Microsoft Mission Critical Blog

7 MIN READ

MSL correction from clone to multistate HANA DB Cluster SUSE activation

AnuradhaKarnam

Microsoft

Oct 28, 2025

Introduction:

SAP HANA system replication involves configuring one primary node and at least one secondary node. Any changes made to the data on the primary node are replicated to the secondary node synchronously. This ensures that we have a consistent and up-to-date backup, which is crucial for maintaining the integrity and availability of our data.

Problem Description:

Azure VM was in a degraded state causing a major outage since the SAP cluster was unable to start. Node health score (-1000000) did not reset automatically after redeploying and remained until manual intervention.

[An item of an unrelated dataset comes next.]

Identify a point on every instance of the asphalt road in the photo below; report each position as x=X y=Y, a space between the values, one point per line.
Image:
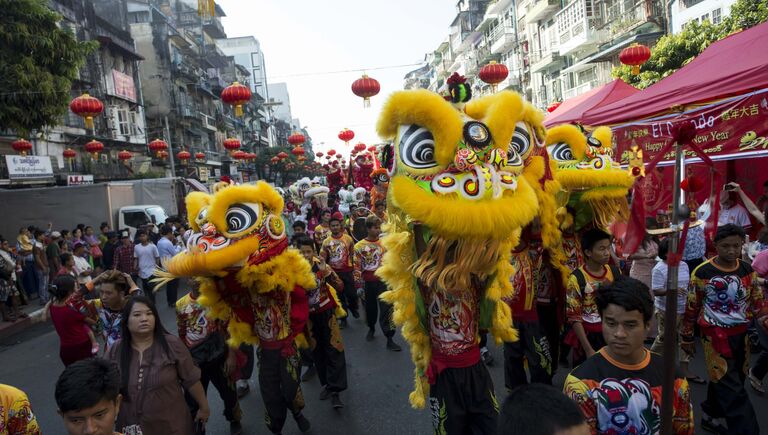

Consider below execution if your cluster nodes are running on SLES 12 or later: Please note that promotable is not supported.

Replace <placeholders> with your instance number and HANA system ID.

sudo crm configure primitive rsc_SAPHana_<HANA SID>HDB<instance number> ocf:suse:SAPHana
operations $id="rsc_sap<HANA SID>_HDB<instance number>-operations"
op start interval="0" timeout="3600"
op stop interval="0" timeout="3600"
op promote interval="0" timeout="3600"
op monitor interval="60" role="Master" timeout="700"
op monitor interval="61" role="Slave" timeout="700"
params SID="<HANA SID>" InstanceNumber="<instance number>" PREFER_SITE_TAKEOVER="true"
DUPLICATE_PRIMARY_TIMEOUT="7200" AUTOMATED_REGISTER="false"

sudo crm configure ms msl_SAPHana_<HANA SID>HDB<instance number> rsc_SAPHana<HANA SID>_HDB<instance number>
meta notify="true" clone-max="2" clone-node-max="1"
target-role="Started" interleave="true"

sudo crm resource meta msl_SAPHana_<HANA SID>_HDB<instance number> set priority 100

Cutover steps: These steps encompass pre-steps, execution steps, post-validation steps, and the rollback plan.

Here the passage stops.